Open Source Hackable Robot

The world of robots is an interesting place, and it’s an even better place for children to get started in electronics. To that end, [Richard Albritton] has created a low-cost, open source robotics platform called the Hack-E-Bot specifically tailored to make it as easy as possible to get started.

The goals for the robot kit were to spark curiosity for electronics and programming, to be easy to assemble and program, to be scalable, and to be as easy on the wallet as possible. This was accomplished by using the familiar Arduino microcontroller on an intuitive platform. The robot uses an ultrasonic rangefinder to navigate as well, and can support a wide range of other sensors. The kit comes in at just under $50, making it a great option for an entry-level robot.

The project is currently seeking crowd funding and [Richard] is also seeking educators to get involved. Currently the only kits available are at fairs and other conventions but they should be able to start producing them in greater quantities in the future. The Arduino libraries are a work in progress but they are available on the project site, as well as several instructional videos and other information about the project.

 

15 thoughts on “Open Source Hackable Robot

          1. To those above this will never be in non-highschool classrooms in the states do to common core and the no child left behind bullshit. Trust me I have two teachers in my family.
            Your best target will be highschool AP teachers and good luck finding one knowledgable enough to implement.

            That being said I am sure people with younger children would love to buy these and teach at homeor just let the child figure it out them selves if good enough instructions are included. I would definitely be interested in an expandable open source robot for $20.

        1. ARM and Calum, I would love to hear more about your projects and what parts you are using to get the price down so low. It took me almost a year of sourcing readily available parts for the Hack-E-Bot kits. I know that you can get things cheaper, but usually I found that it makes the assembly of the kits far more complicated for 2nd grade kids to do for a first run.

          We have run a few workshops with the Seattle public library and 1st robotics clubs getting kids as young as 6 years old building Hack-E-Bots. If you guys have a low price kit, particularly one that can be programmed over Wi-Fi, I know of many educators that would love to hear more about it.

    1. Here is a link to the servos that I am using.
      http://www.pololu.com/product/2820

      I also have info one what parts are used to make the kits as well as links to places that sell them all.

      http://www.hack-e-bot.com/diy/

      I will soon make a video to show how the kit is made from beginning to end so that anyone can start making them. The parts price dose get a bit over the $50 price range if you are only making a few of them, but I wanted the maker community to have the option of improving on my design if they wanted. I am mostly making the kits for people who are new and have no idea where to start or think that robots are this complicated and expensive things to get started on.

        1. I am doing bulk orders from the manufacturer, but it’s only really a good deal if you order at least 40 of them and it takes 30+ days to get here. I wanted to source parts that even a hacker out in the country could order and get just 2 servos in about a week.

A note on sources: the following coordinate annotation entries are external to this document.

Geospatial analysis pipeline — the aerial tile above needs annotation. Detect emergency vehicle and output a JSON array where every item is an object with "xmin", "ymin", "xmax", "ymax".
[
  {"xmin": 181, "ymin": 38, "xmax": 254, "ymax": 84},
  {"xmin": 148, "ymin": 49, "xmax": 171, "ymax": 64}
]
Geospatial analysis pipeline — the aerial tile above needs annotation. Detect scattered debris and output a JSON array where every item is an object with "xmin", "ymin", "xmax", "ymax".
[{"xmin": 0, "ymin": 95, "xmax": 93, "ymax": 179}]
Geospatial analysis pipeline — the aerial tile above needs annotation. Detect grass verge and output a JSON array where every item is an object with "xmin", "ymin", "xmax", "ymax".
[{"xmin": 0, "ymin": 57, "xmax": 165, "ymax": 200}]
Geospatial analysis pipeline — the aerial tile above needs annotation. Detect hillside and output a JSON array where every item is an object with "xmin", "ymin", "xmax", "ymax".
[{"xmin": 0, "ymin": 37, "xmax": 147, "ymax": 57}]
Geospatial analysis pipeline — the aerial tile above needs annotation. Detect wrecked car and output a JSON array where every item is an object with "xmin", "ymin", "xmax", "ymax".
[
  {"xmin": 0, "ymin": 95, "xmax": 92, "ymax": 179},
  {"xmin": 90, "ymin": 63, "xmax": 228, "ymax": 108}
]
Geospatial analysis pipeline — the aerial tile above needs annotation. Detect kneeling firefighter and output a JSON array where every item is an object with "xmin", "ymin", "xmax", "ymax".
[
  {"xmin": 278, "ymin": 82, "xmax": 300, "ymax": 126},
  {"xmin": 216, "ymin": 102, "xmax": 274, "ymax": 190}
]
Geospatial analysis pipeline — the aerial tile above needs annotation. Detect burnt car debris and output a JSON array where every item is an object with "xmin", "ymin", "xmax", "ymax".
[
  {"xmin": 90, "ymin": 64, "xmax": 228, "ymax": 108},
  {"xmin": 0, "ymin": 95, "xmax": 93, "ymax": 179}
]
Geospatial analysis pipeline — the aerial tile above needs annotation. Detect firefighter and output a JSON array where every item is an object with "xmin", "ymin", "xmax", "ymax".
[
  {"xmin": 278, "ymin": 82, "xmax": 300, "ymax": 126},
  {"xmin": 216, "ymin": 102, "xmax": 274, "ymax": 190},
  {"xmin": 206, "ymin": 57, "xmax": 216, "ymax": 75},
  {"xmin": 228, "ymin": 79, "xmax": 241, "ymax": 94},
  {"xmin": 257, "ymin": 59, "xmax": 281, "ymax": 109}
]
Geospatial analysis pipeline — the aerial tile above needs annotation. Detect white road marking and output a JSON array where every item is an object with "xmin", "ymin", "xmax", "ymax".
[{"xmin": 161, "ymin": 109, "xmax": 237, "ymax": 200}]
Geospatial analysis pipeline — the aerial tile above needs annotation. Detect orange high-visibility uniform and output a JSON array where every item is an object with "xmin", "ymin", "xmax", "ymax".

          I realize that I could have just gone with an obscure part that you can only order in pallets of 500 or more, but the point of this project was to make the supplies as cheap and readily available to the public as possible.

  1. Would be a nice intro to robotics for a hackerspace kids course… Get them interested young, show them it’s not out of their reach to make something like that, then let their imaginations run.

    1. Thanks, that is totally what this project is all about. I have worked with kids that are in 1st robotics and they are shocked when I tell them how much the kit is after seeing that it can do most of the things their expensive bots are doing.

      I had one little girl who just started doing robotics excitedly screaming, “you mean that robot is $47… I have $60”. I did suggest that she talk to her parents before buying a kit, but I do love seeing kids light up when they realize that they can not only afford afford something like this, but also build it themselves.